If you lead without empathy or compassion you will end up seeing people as resources that can just be replaced and manipulated in any way you like and then bluntly discarded. You may even end up having an entire department dedicated to the extraction of resources from humans, and in some evil post-apocalyptic World, you may even end up calling it Human Resource Management – oh wait….

Leading with empathy has sort of become the anti-norm. Leaders, companies and perhaps even society has moved in a direction where leaders and managers are expected to keep a “professional distance” from the people they lead. What has pushed on in this direction is hard to say with certainty. But I can see one potential explanation.

Who benefits?

As any good investigator you can always revert to the good old; “who benefits?” With employees and managers distancing from each other, who benefits? From an employee’s standpoint I do not see much gain. Even if you do not like your manager it would be a gain if your manager liked you and felt compassion and empathy. Being fired by someone who cares for you must, all things being equal, be better than being fired by someone who does not. So from an employee’s/subordinates point of view I cannot see many benefits.

Where I can see “benefits” is from the manager/leaders point of view. From their point it is easier to manage, criticize and fire someone if they are distant from them. Compare kicking someone out of a chatroom to asking someone in person to leave the room. The first is easy, the latter a lot harder.

But this is a feature and not a bug.

It should be hard and uncomfortable to move people around, criticize them and not the least fire them. They are real people. They do have families. They do have people that care for them and they do have people that rely on them.
This does not mean that you should never fire someone or that your company has suddenly turned into a charity. Firing people is part of your job as a manager. It can be the right solution for both the company and the employee. But it should be hard. Because it does have consequences.

Skin in the game

If you as a manager does not have skin in the game and does not feel the uncomfortable sting of having to confront someone with the fact that you have to let them go, then it becomes too inconsequential and hence too easy.
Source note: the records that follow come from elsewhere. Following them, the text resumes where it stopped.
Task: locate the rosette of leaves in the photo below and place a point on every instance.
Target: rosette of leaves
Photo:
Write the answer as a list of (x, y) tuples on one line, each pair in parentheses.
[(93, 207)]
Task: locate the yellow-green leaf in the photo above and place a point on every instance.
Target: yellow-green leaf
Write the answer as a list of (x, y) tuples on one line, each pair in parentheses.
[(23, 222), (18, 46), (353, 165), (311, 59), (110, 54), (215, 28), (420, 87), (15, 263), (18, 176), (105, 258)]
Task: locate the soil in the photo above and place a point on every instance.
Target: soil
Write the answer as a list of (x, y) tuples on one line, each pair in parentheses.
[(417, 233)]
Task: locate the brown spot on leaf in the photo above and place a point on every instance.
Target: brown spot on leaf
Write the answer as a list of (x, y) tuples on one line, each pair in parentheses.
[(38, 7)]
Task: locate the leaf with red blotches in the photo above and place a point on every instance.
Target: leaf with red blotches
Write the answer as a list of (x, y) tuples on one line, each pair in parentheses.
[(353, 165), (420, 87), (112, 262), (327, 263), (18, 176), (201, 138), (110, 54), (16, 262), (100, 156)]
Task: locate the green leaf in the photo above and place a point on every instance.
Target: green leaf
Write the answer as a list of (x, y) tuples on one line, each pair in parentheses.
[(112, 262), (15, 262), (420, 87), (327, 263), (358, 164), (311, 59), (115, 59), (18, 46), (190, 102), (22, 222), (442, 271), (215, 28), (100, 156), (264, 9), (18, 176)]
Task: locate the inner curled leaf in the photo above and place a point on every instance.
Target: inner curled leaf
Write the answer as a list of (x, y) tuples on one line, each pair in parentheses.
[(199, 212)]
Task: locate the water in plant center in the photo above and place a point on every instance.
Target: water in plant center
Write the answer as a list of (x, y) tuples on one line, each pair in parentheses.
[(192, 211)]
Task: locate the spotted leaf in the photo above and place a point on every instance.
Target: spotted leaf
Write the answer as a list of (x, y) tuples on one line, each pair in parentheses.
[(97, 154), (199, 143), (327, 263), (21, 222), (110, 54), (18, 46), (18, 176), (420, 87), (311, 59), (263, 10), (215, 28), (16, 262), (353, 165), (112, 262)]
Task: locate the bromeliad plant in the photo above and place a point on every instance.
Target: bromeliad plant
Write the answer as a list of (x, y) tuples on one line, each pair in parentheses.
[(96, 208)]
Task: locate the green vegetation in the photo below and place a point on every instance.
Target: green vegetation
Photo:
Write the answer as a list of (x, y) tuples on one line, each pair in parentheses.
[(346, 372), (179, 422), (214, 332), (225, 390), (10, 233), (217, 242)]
You are paid to deliver results, make sure that things go smoothly and that your subordinates are in the best position to do their job efficiently. If you do not have skin in the game, care for your subordinates and feel compassion, then it becomes mechanical and false. You can go a long way with force and pressure of rank, but it will never be optimal and it should never be the default.

I have seen a lot of managers lead with “brute force”. It almost seems like the default. But it is too “easy” and it is too short-sighted. No one have ever delivered their best work with a gun to their head. Perhaps their most important work – in keeping them alive – but never their best work.
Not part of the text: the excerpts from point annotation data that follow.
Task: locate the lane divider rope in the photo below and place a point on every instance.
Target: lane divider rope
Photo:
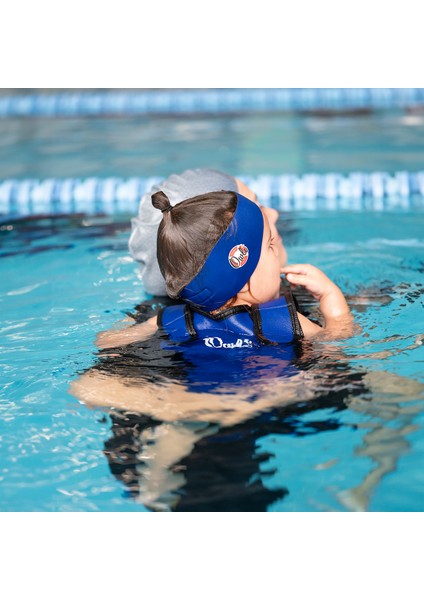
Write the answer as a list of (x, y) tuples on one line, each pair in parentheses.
[(145, 102), (114, 195)]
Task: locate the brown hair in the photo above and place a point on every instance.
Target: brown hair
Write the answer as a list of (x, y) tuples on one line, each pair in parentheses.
[(187, 234)]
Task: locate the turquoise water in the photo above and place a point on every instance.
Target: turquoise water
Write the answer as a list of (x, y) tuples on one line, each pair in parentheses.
[(347, 436)]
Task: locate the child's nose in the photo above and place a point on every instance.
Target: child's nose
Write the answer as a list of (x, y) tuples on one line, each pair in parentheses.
[(272, 215)]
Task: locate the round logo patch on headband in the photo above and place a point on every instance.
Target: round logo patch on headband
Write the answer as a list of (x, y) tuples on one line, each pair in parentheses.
[(238, 256)]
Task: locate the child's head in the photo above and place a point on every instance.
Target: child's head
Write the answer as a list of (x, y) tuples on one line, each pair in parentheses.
[(212, 247)]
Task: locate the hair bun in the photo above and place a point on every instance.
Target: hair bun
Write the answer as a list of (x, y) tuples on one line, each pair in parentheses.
[(161, 201)]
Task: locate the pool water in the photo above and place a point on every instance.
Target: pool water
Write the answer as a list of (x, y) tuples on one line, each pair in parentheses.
[(345, 433)]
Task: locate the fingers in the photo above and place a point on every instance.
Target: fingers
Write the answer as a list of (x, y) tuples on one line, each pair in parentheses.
[(297, 279)]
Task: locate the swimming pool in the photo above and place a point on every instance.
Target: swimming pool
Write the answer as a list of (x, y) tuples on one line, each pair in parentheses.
[(345, 433)]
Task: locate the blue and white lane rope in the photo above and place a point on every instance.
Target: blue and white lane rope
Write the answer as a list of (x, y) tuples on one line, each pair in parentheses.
[(145, 102), (113, 195)]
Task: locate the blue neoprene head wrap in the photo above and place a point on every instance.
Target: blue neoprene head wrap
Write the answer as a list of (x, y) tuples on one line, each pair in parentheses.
[(232, 261)]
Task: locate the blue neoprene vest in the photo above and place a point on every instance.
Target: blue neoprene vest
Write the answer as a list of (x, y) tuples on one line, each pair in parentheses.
[(241, 345), (272, 323)]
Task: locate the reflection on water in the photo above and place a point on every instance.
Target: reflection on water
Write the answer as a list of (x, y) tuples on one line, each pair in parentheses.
[(174, 448)]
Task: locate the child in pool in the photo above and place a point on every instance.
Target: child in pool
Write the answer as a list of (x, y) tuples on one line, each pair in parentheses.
[(217, 252)]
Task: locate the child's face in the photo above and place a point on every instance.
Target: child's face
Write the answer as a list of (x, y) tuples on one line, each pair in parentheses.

People are social creatures. We thrive with relations and will go a long way for people we care for and people who care for us. Managers that try to keep a “professional distance” rob themselves, the employee and the company of great work.

Great work happens when the employee finds meaning in the task in relation to the overall mission. Plus the manager and the company cares for the employee, so he/she feels valuable and feels trust. Being seen as a simple (Human) “resource” does none of this.

Of course caring for your employees and developing strong relationships with them also makes it harder to make difficult decisions. But it should be difficult. You are dealing with another human being, a colleague and hopefully a friend. They should not necessarily be your best friends, but you should feel empathy towards them and care for them.

If they do not perform then you should try to make it work, but if it does not, then you should fire them, both for your and their sake. Help them find other work if you can – you care for them – remember?

By forming better and closer relationships with their subordinates a lot of manager are required to make their job a little harder. But in my book that is a necessary evil that makes both themselves, their employees and the company better of – so what are we waiting for?